Montes timed her calls to correspond with encrypted high frequency messages that were transmitted from D.C. to Cuba. The FBI knew a little of Cuba’s espionage methods long before the UNSUB investigation. Cuba communicated to its agents with encrypted messages that could be picked up by a shortwave radio but couldn’t be deciphered unless the agents had specific encryption and decryption disks that Cuba provided.15 The FBI knew where Montes would logically keep those disks. Agent Lapp would have to break into her home.
Montes lived on the second floor of a thirty-tenant apartment building at 3039 Macomb Street NW in the Cleveland Park neighborhood. On Memorial Day weekend in 2001, Montes left D.C. to visit her boyfriend in Florida.

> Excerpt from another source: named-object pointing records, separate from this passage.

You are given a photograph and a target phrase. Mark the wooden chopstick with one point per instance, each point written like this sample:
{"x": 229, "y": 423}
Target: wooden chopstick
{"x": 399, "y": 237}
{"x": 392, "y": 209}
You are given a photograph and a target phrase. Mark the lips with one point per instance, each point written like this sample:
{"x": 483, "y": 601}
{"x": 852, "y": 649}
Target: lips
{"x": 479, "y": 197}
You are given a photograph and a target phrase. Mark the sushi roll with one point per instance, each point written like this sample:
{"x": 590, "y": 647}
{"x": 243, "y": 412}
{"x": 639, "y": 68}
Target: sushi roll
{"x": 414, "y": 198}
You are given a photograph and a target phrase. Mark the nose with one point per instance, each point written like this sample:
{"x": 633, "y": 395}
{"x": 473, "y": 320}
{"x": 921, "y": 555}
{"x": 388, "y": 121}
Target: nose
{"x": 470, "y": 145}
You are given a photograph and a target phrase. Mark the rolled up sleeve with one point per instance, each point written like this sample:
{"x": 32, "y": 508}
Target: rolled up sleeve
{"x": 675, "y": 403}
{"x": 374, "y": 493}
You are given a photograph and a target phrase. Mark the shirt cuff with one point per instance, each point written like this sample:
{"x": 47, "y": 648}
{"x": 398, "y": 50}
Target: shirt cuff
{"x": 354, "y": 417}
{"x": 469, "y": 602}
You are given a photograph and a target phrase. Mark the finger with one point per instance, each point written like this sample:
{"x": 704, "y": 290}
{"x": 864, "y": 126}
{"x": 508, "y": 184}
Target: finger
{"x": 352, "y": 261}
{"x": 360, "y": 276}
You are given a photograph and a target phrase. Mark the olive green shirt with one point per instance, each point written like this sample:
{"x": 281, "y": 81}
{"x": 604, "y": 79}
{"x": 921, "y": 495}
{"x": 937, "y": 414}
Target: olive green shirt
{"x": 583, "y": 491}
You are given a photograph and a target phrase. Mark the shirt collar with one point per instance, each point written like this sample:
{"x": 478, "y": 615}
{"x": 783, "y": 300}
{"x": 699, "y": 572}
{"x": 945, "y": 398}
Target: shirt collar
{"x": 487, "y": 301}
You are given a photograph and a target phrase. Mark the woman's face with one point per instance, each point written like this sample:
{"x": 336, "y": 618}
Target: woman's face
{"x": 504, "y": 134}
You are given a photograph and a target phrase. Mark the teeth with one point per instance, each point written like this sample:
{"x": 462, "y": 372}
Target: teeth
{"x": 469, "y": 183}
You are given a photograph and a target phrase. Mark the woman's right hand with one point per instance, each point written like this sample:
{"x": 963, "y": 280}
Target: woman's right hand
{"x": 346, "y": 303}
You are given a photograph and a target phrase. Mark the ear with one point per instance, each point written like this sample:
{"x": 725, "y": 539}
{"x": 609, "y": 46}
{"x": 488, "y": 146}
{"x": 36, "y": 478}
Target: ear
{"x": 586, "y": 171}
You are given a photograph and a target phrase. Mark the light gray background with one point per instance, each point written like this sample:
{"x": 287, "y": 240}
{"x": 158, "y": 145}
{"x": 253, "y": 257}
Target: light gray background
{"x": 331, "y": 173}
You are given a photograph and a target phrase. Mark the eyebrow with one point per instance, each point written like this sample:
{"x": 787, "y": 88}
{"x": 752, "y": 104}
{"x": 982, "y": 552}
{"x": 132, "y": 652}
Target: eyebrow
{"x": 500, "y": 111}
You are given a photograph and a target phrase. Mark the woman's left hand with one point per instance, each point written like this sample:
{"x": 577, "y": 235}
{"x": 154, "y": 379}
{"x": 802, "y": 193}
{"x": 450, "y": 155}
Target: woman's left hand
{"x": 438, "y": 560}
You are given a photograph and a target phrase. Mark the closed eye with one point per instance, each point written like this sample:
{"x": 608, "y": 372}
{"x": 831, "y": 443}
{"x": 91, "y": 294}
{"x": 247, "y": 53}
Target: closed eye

23 years later, Lapp recalled that he had never been more nervous in his professional life. The risk of Montes coming home early or a neighbor seeing something they shouldn’t was tremendous, especially when she had thirty of them. But it took just seconds to find the Sony shortwave radio sitting in an open box below a window. And then Lapp found the laptop under her bed.
After finding the shortwave radio and the laptop, the FBI had good evidence. But Lapp couldn’t find the disks in her apartment. Without the disks, the FBI couldn’t read the encrypted messages that the Cubans sent to Montes. If Montes didn’t keep the disks at home, where were they? The FBI guessed she was probably carrying them around in her purse.16
One morning in August 2001, Montes left her purse in a drawer before showing up for a phony hour-long meeting. An FBI technical team snuck into her office disguised as a maintenance crew. The team retrieved the purse and sorted through it. The disks weren’t there, but what they found could have been even better. Besides a wallet and cosmetics, there was a sheet of paper with a chart of codes. Montes was punching these brevity codes into pay phones at the drug stores to communicate with that Cuban pager in New York.17
Once the FBI cracked the codes to the encrypted messages, investigators learned that Montes didn’t think she was in danger of being caught, and that she was setting up meetings with her Cuban handler once every two weeks. The final piece of the puzzle started to come into focus. If the FBI could capture footage of Montes meeting her spy handler, the prosecution would have its smoking gun.18
On the morning of September 11, 2001, just days away from arresting Montes, Scott Carmichael saw a billowing cloud of smoke rise from the Pentagon, just miles from an office building where he watched the news coming in from New York. He understood, along with everyone else in the intelligence community, that a major terrorist attack was underway, and the US would have to respond. But Carmichael also knew that the Defense Intelligence Agency would have to play a central role in that response. In the aftermath of 9/11, all eyes turned to Afghanistan, where the Taliban harbored Osama bin Laden and al-Qaeda. The DIA assembled a task force to assist the US Armed Forces’ impending operations in Afghanistan. You can guess who was selected to be on that task force.
On September 22, Montes was scheduled to be briefed on Operation Enduring Freedom, the United States’ invasion of Afghanistan. Everyone involved in the investigation understood the danger of allowing Montes to attend that briefing, especially Carmichael. “If Ana Montes gained access to information about our war plans, she could give it to the Cubans, who, in turn, would be happy to trade that information, or to simply share that information with our adversaries, possibly including the Taliban. In that event, all of our plans that we executed during Operation Enduring Freedom would have been known to the enemy.”19 The FBI still wanted to catch Montes meeting with her spy handler to have the best chance of sending her to prison, but waiting for the right moment was too dangerous now that the United States was at war. The time came to arrest Ana Montes.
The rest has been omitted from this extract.